/ET-remove-artifacts

Tool that allows users to clean pupil data

Primary LanguageMATLAB

ET Remove Artifacts

This tool is designed to help preprocess pupil signal from any eye-tracker (ET). This tool includes an automatic blink removal algorithm and a manual plot editor.

Overview

overview

The main feature of this program is to linearly interpolate over artifacts, as determined by detecting significant changes in the pupil velocity (top plot). The endpoints of these changes in velocity are marked with a pink dot (onset) and red dot (offset). These endpoints are mapped onto the raw pupil (gray plot in the bottom panel, only the blink events are not obscured). The program linearly interpolates across these endpoints and generates the "cleaned" pupil timeseries (green plot).
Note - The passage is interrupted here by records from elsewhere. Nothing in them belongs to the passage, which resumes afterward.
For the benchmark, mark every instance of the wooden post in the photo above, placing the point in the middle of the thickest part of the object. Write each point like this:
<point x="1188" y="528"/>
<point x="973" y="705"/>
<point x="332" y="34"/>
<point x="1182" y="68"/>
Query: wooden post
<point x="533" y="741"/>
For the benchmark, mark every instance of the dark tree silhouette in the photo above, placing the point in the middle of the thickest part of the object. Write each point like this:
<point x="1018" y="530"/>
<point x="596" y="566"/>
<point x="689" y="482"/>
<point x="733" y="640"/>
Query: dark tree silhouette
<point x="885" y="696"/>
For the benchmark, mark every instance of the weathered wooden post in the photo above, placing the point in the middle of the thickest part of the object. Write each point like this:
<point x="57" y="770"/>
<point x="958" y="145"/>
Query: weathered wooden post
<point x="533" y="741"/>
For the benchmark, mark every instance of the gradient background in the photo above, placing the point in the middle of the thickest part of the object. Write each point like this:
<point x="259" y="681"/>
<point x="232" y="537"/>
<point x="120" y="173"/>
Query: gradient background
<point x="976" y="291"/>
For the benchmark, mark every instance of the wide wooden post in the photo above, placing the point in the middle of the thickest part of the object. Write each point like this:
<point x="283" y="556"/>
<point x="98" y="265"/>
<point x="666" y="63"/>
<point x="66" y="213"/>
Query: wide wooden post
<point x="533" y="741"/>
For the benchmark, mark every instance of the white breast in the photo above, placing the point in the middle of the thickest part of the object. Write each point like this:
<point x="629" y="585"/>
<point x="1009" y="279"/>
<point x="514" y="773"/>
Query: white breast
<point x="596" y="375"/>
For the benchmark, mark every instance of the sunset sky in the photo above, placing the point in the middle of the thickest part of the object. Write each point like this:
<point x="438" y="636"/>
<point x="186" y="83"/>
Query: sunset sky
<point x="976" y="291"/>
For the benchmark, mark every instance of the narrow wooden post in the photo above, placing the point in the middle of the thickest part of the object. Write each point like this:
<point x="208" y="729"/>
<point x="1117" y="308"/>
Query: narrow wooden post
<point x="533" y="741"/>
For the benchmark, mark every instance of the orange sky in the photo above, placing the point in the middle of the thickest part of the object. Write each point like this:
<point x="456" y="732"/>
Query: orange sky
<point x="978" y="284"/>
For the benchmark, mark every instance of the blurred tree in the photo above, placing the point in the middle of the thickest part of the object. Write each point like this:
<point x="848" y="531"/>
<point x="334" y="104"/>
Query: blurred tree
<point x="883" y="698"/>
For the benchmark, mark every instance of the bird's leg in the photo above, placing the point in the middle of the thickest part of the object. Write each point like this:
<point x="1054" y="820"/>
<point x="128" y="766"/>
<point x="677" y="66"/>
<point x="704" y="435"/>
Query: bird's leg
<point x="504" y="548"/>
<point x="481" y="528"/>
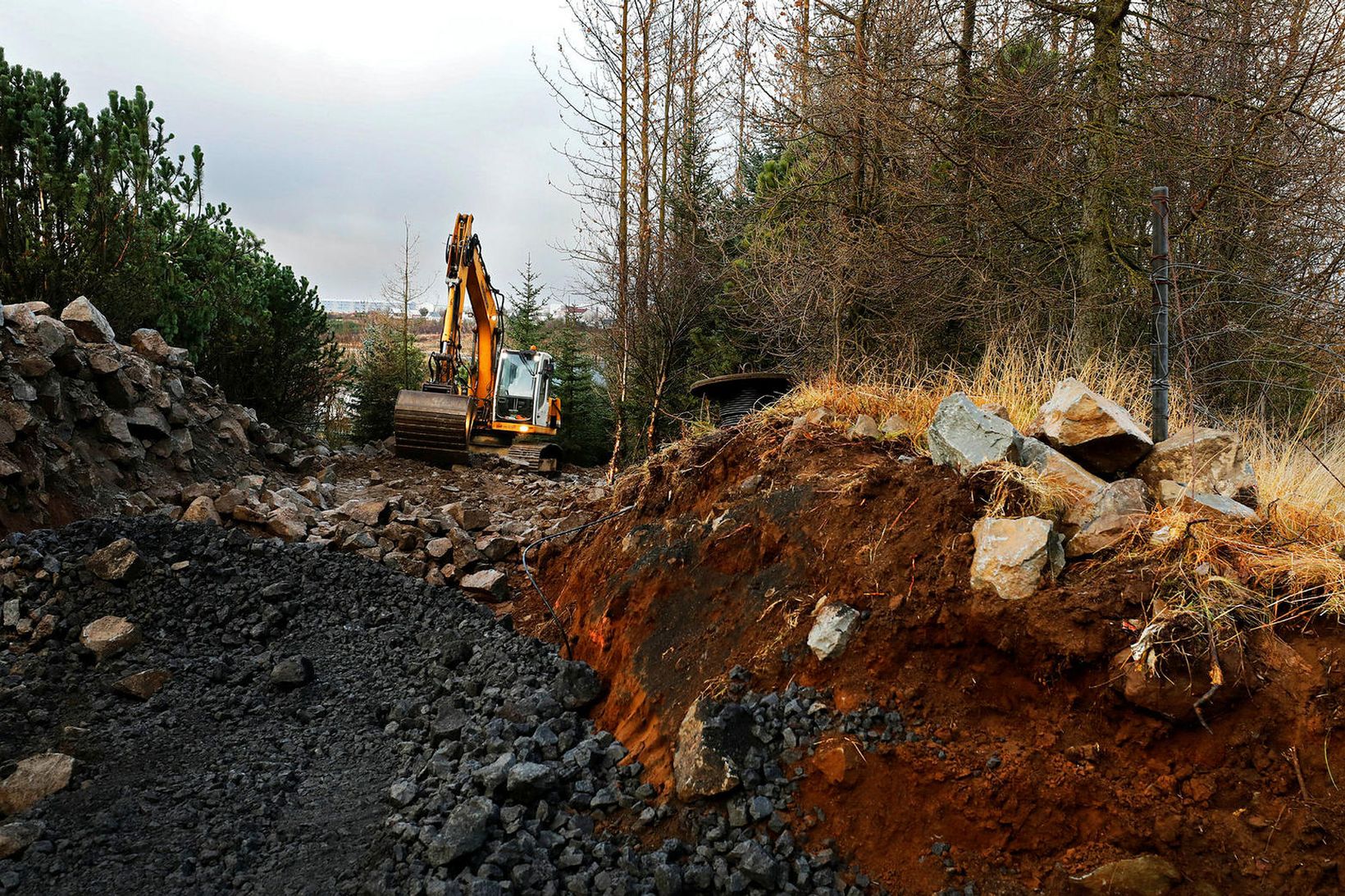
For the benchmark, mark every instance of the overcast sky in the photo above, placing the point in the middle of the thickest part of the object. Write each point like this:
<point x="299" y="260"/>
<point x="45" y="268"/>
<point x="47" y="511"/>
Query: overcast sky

Other features of this program are described below (WIP).

Table of Contents

Installation (2 options)

1) Standalone Program

Use the standalone desktop program if you don't want to worry about dependencies and don't mind the large download size. Visit the latest release page and download the installer file that matches your operating system. Launch the installer on your local drive and follow the instructions to complete installation.

2) Source Code

Running from the source code may be easier, provided that you already have these dependencies:

  • Matlab (tested on 2019a and later)
  • Signal Processing Toolbox
  • Statistics and Machine Learning Toolbox

You can download the source code if you want to use the algorithm in your own script or if you want to run the app directly through Matlab. Simply clone or download this repository, making sure that the .m and .mlapp files are located in the same directory.
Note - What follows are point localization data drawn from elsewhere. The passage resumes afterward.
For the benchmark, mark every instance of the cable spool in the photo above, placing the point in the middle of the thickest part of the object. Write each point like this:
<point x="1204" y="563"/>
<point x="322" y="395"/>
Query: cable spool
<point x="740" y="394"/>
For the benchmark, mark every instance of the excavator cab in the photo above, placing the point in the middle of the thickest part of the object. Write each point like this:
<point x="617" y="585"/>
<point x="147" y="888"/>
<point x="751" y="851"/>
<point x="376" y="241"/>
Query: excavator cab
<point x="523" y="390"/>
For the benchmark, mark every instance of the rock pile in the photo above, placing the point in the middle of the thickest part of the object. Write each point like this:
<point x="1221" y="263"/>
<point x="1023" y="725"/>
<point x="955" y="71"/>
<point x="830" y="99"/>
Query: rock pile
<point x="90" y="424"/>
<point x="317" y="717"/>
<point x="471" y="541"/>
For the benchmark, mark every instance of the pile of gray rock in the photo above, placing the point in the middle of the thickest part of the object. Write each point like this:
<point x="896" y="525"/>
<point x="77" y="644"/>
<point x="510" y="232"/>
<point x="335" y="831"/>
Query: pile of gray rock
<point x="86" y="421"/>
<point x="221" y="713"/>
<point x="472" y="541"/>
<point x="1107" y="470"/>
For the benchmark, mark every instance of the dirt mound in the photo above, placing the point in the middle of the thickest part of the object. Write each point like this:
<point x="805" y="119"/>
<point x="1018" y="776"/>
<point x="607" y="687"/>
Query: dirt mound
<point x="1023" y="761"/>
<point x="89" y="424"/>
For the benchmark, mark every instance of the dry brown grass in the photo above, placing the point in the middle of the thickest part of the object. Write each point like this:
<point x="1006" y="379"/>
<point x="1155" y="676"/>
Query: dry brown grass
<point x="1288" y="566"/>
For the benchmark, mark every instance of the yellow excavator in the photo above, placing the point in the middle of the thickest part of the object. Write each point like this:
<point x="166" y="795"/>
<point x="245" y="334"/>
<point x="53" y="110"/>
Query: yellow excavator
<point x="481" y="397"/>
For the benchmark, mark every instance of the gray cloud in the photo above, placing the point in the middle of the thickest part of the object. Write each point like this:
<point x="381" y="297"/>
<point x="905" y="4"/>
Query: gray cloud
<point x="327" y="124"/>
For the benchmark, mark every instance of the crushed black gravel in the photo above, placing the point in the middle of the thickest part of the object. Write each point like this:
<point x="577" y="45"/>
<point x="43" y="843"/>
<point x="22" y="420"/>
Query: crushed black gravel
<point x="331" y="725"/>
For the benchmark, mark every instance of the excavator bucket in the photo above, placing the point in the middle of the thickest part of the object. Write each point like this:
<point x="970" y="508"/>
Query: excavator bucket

The project is written and tested on Matlab 2019a. The .mlapp file might not work with older Matlab versions due to use of uicomponents that were introduced in later Matlab versions. If you have an older version of Matlab and/or don't want to deal with dependencies, it may be easier to install the standalone program.

Pupil Preprocessing Overview

Preprocessing Pipeline

ET-Remove-Artifacts can be used on pupil timeseries data from any eye-tracker. But first, the raw data needs to be formatted as a Matlab data structure in a specific way (described in the next section). Once properly formatted, the pupil data can be loaded into the ET-Remove-Artifacts application. The app will automatically detect and linearly interpolate over blinks and other artifacts in your pupil timeseries. You can easily view the results of the blink removal algorithm in the app. If needed, you can also use the manual plot editor to interpolate over missed artifacts or impute longer sections of noisy data with missing data indicators (NaNs).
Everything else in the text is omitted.